Après Obiang, la famille de Sassou Nguesso dans le viseur des juges français
Après le fils du président équato-guinéen Teodoro Obiang mis en examen, c'est la famille du président congolais Denis Sassou Nguesso qui est maintenant ciblée par la justice française dans sa complexe enquête dite des biens mal acquis.
Tout comme le Gabonais Omar Bongo, décédé depuis, et les Obiang, le président du Congo et sa famille sont visés depuis 2009 par une enquête sur leur patrimoine français. Elle a été déclenchée par une plainte de l'association Transparency International qui le soupçonnait d'avoir détourné, à son profit et au profit de sa famille et de son clan, une partie substantielle de la rente pétrolière du pays d'Afrique centrale.
Les juges financiers parisiens Roger Le Loire et René Grouman ne semblent guère avoir été impressionnés par M. Sassou Nguesso qui, en visite à Paris en avril 2013, leur avait dénié le droit d'investigation sur le patrimoine de sa famille en invoquant une entorse au principe de non-ingérence. Selon des sources proches de l'enquête, une quinzaine de véhicules de luxe ont été saisis la semaine dernière chez des membres de sa famille dans la riche banlieue parisienne de Neuilly-sur-Seine.
Les enquêteurs avaient déjà perquisitionné le 3 octobre 2014 dans la même ville un triplex de 300 m2. Ils sont convaincus que les réels propriétaires, dissimulés derrière des sociétés civiles immobilières (SCI), sont un couple de la famille, précisent les mêmes sources.
La pêche a été spectaculaire, selon un inventaire dressé à l'AFP par une source proche du dossier: bijoux, montres parfois serties de pierres précieuses, vêtements de marque pour certains encore munis de leur étiquette avec des prix s'élevant à plusieurs milliers d'euros.
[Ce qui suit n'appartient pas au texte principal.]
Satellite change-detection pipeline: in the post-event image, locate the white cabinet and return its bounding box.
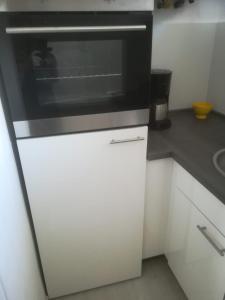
[18,127,147,298]
[166,164,225,300]
[143,158,173,258]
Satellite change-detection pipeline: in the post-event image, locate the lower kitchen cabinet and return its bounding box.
[18,127,147,298]
[143,158,173,259]
[166,165,225,300]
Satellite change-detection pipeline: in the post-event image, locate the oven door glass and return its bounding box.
[8,31,150,121]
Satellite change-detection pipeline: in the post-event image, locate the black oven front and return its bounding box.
[0,12,152,138]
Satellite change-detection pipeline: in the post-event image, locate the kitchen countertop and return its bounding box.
[147,110,225,204]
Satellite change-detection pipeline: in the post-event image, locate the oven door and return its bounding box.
[0,13,151,137]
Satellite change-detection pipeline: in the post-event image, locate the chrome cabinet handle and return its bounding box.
[197,225,225,256]
[110,136,145,145]
[6,25,147,34]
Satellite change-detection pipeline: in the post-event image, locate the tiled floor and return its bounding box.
[58,257,187,300]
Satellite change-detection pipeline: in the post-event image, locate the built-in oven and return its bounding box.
[0,11,152,138]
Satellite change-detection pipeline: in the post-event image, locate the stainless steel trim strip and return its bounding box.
[197,225,225,256]
[13,109,149,138]
[0,0,154,12]
[110,136,145,145]
[6,25,146,34]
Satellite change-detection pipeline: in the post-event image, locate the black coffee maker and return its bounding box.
[149,69,172,130]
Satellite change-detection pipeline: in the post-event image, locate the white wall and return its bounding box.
[207,23,225,114]
[154,0,225,23]
[152,0,225,109]
[152,23,216,109]
[0,97,46,300]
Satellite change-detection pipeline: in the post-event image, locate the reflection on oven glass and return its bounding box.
[32,40,124,106]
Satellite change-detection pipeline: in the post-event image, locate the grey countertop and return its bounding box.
[147,110,225,204]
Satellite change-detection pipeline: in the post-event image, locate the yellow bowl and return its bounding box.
[192,102,213,120]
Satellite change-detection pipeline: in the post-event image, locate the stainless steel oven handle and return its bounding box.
[6,25,147,34]
[197,225,225,256]
[110,136,145,145]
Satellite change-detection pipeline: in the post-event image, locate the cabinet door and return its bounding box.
[143,158,173,258]
[166,186,192,285]
[18,127,147,298]
[183,206,225,300]
[167,188,225,300]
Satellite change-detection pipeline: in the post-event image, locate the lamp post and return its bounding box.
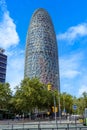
[48,84,57,122]
[56,74,61,118]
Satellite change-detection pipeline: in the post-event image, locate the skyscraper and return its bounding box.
[24,8,60,91]
[0,48,7,83]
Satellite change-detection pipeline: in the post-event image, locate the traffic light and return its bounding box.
[47,84,52,91]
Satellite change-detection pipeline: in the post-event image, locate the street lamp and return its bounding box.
[48,84,57,121]
[56,74,61,118]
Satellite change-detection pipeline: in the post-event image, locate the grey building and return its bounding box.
[0,48,7,83]
[24,8,60,91]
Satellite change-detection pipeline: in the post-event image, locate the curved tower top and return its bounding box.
[24,8,60,90]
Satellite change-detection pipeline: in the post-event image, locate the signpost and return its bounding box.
[73,104,77,110]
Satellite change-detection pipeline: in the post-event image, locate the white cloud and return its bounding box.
[78,85,87,96]
[0,0,19,49]
[60,54,82,79]
[0,0,24,89]
[0,11,19,48]
[57,23,87,43]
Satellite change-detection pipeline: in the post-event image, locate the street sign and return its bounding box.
[73,104,77,110]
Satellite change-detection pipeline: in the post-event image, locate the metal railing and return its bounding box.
[0,122,87,130]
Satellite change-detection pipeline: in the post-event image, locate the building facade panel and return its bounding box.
[24,9,60,90]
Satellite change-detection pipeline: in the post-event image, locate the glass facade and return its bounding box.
[0,48,7,83]
[24,8,60,90]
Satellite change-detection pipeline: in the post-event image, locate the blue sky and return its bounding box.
[0,0,87,97]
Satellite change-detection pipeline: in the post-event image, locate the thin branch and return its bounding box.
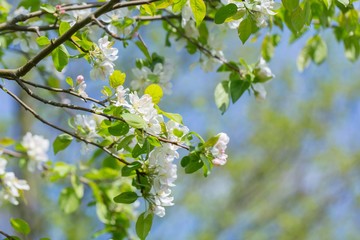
[93,17,131,41]
[0,147,24,158]
[164,18,244,77]
[20,79,106,107]
[0,230,15,240]
[11,79,190,150]
[0,85,129,165]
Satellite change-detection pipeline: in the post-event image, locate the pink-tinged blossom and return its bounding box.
[210,133,230,166]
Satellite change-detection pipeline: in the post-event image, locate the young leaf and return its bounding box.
[144,83,164,104]
[230,80,251,103]
[59,187,80,214]
[215,3,237,24]
[121,113,147,129]
[10,218,31,235]
[190,0,206,26]
[53,133,73,154]
[59,22,71,35]
[136,212,154,240]
[51,44,69,72]
[108,122,129,136]
[109,70,126,89]
[238,17,253,44]
[36,36,50,46]
[114,192,139,204]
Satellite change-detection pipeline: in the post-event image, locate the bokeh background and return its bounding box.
[0,10,360,240]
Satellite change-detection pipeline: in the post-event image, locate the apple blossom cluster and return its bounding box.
[90,35,119,80]
[221,0,278,29]
[148,120,189,217]
[0,153,30,205]
[21,132,50,172]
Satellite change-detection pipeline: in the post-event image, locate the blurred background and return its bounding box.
[0,11,360,240]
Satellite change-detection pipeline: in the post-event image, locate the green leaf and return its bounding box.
[40,4,56,13]
[121,161,142,177]
[135,41,151,59]
[36,36,50,46]
[238,17,253,44]
[172,0,187,13]
[114,192,139,204]
[215,3,237,24]
[121,113,147,129]
[59,187,80,214]
[10,218,31,235]
[144,83,164,104]
[214,81,230,114]
[185,157,204,174]
[51,44,69,72]
[0,137,15,147]
[281,0,299,11]
[108,122,129,136]
[53,133,73,154]
[336,0,350,7]
[59,22,71,35]
[136,212,154,240]
[312,35,327,65]
[290,6,306,33]
[71,174,84,199]
[190,0,206,26]
[109,70,126,89]
[230,80,251,103]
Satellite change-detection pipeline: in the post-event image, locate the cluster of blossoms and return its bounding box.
[221,0,278,29]
[90,35,119,80]
[130,60,174,94]
[0,153,30,205]
[60,3,91,26]
[21,132,50,172]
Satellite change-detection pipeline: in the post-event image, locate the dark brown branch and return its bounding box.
[0,85,129,165]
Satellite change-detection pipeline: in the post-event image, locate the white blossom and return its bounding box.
[62,3,91,26]
[90,61,114,80]
[98,35,119,62]
[74,114,99,141]
[0,172,30,205]
[210,133,230,166]
[21,132,50,171]
[90,36,119,80]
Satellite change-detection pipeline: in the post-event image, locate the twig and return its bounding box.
[0,85,129,165]
[0,230,15,240]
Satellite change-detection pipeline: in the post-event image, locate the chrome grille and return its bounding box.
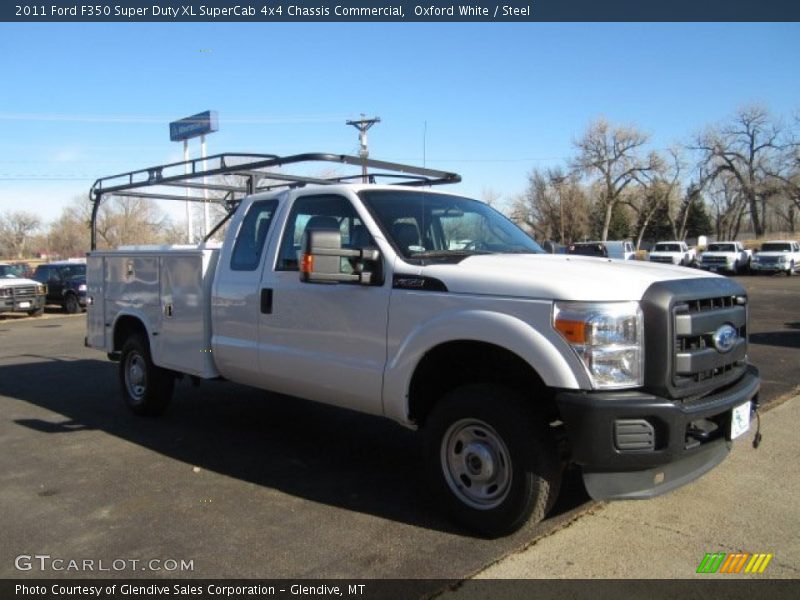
[672,295,747,388]
[11,285,36,300]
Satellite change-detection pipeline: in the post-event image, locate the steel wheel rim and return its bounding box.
[441,419,513,510]
[125,352,147,402]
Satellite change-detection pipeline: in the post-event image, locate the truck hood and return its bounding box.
[754,252,794,258]
[0,277,42,287]
[406,254,720,301]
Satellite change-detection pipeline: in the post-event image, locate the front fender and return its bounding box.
[383,303,590,425]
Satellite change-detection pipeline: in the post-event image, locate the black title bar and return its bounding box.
[6,0,800,23]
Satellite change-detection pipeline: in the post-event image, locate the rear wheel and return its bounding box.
[119,333,175,417]
[425,385,561,537]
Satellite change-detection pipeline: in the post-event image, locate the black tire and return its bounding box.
[425,384,561,538]
[119,333,175,417]
[64,294,81,315]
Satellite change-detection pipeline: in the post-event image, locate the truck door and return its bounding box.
[258,193,391,414]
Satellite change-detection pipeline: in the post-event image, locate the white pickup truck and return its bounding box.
[750,240,800,275]
[649,241,697,267]
[87,155,760,537]
[697,242,753,274]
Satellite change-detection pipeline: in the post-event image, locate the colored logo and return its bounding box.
[712,323,739,354]
[697,552,775,575]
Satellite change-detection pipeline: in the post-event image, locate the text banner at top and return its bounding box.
[6,0,800,23]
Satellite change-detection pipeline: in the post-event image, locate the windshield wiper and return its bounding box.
[410,250,497,258]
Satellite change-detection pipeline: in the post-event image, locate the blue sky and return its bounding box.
[0,23,800,221]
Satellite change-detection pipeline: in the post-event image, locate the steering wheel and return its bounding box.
[464,240,489,250]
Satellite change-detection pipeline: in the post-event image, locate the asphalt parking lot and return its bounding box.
[0,276,800,579]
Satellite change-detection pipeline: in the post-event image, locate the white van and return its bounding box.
[605,240,636,260]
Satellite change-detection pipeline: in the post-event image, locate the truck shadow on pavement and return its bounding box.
[0,357,588,550]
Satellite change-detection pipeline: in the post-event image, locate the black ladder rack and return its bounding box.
[89,152,461,250]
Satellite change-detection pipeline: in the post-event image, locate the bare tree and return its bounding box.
[510,168,589,244]
[47,197,91,258]
[0,210,42,258]
[625,147,689,250]
[97,197,169,248]
[572,118,659,241]
[708,173,747,240]
[693,106,783,236]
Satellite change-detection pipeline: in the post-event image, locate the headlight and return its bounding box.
[553,302,644,389]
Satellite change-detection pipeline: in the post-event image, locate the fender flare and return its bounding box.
[383,309,591,425]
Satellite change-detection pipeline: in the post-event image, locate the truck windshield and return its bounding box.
[761,242,792,252]
[360,190,544,263]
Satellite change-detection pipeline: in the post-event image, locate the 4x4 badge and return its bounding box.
[712,323,739,354]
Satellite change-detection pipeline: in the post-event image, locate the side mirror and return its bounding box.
[300,229,381,285]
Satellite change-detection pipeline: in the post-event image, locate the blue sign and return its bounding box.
[169,110,219,142]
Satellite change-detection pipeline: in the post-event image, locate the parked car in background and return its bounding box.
[650,240,697,267]
[750,240,800,275]
[567,240,636,260]
[0,263,46,316]
[11,262,33,279]
[33,260,86,314]
[697,242,753,274]
[603,240,636,260]
[567,242,608,258]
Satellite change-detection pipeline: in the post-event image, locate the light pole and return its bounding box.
[347,113,381,183]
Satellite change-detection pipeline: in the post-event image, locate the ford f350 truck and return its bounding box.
[87,154,759,537]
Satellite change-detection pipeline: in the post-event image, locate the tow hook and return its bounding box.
[753,402,761,448]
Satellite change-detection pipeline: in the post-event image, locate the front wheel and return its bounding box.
[425,385,561,538]
[119,333,175,417]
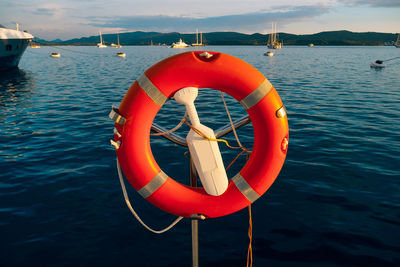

Mais aussi des factures d'achats de vêtements pour plus de 1,3 million d'euros entre février 2010 et janvier 2011. Quand ils ont demandé à une occupante de l'appartement d'ouvrir une valise cadenassée, les enquêteurs y ont trouvé pour plus de 250.000 euros et près de 150.000 dollars en liasses de grosses coupures, rapporte-t-elle.
Entendue début novembre, l'agent immobilier qui a conclu la transaction s'est souvenu d'une vente longue et compliquée car le couple a demandé des modifications avec des requêtes parfois démesurées comme une piscine sur la terrasse ou des dressings de 15m2.
"Le Congo, pays souverain"
Les travaux dans ce triplex acquis pour environ 2,3 millions d'euros en 2009 ont été évalués par les enquêteurs à environ 1,5 million, somme notamment réglée à un architecte d'intérieur par une société offshore de droit mauricien, Cipci International. Les enquêteurs pensent que le compte de cette dernière est essentiellement alimenté par le Trésor public congolais, poursuit une source proche de l'enquête.
Ces mouvements financiers intéressent les enquêteurs: dans le triplex de Neuilly, ils ont aussi saisi des ordres de transfert de fonds du Trésor de Brazzaville vers diverses sociétés, pour un montant de plus de 20 millions d'euros, entre juin 2010 et juillet 2012.
L'échevau de sociétés est complexe, mais les enquêteurs s'appuient notamment sur des signalements de Tracfin, la cellule antiblanchiment du ministère français des Finances. Ils s'intéressent par exemple à des virements d'un armateur congolais au bénéfice de sociétés d'aviation privée, d'un parc de loisir, de restaurants ou de traiteurs chics parisiens, rapporte une source proche du dossier.
En juillet, Tracfin s'étonnait des 18 millions réglés entre 2012 et 2014 à des architectes d'intérieur par des entités publiques congolaises, susceptibles de relever du recel de détournement de fonds publics, selon la cellule.
Tracfin a recommandé à la justice de s'intéresser aussi à divers achats immobiliers à Paris réalisés par des ressortissants congolais, notamment un avocat international proche du président Sassou Nguesso et qui gère deux SCI, rapporte la source.
Mais pour l'avocat parisien de la République du Congo, Me Jean-Pierre Versini-Campinchi, l'institution judiciaire française persiste à se mêler de ce qui ne la regarde pas. Il s'agit des finances du Congo, pays souverain, pas des finances de la France. Toute enquête de ce type est illégale au regard du droit international, dénonce-t-il.